Sembra una commedia degli equivoci. L’Europa si presenta in grande pompa a Pechino per trattare lo sviluppo del commercio internazionale - dopo trent’anni di globalizzazione - e l’uscita dalla crisi. Nell’occasione inaugura una scuola sino-europea del diritto. E nelle stesse ore il Parlamento europeo insignisce del premio Sakharov il dissidente Hu Jia, in carcere nella stessa Pechino. Non una settimana prima, non una settimana dopo, con l’intento anzi dichiarato di marcare il vertice euro-asiatico.
È il tipico gesto europeo da maestrina. Di chi insegna al mondo le virtù. Ai paesi islamici per così tanto tempo, ora alla Cina, domani magari all’India. Tralasciando la sua pochezza, la sua incapacità, e anche la sua scarsa qualificazione al ruolo, con i tanti cadaveri ancora disseppelliti in casa. Ma è un gesto sinistro in un continente in così rapida perdita di velocità in tutti i campi di confronto, l’etica politica compresa.

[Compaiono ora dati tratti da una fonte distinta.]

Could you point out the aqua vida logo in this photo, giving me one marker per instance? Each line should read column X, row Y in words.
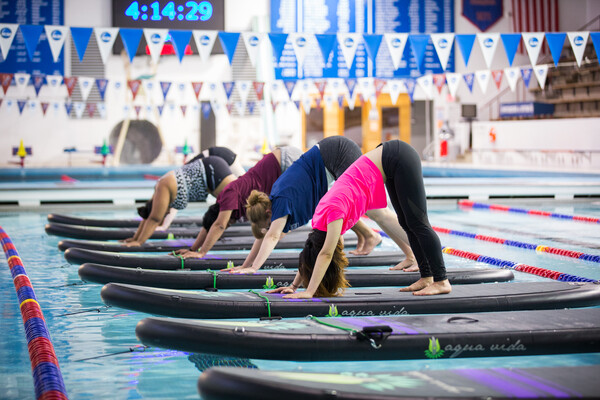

L’Europa non riesce a capire che la Cina è una superpotenza, che l’Asia è il centro del mondo. E anzi perpetua, seppure nella veste accattivante dei diritti di libertà, la sua vecchia battaglia di civiltà. Incapace di comprendere l’islam, pur essendosi riempita di mussulmani, e riottosa ad accettare quello che la superpotenza americana sa da vent’anni, da un po’ prima di Tien An Men, che la ricchezza si produce in Asia.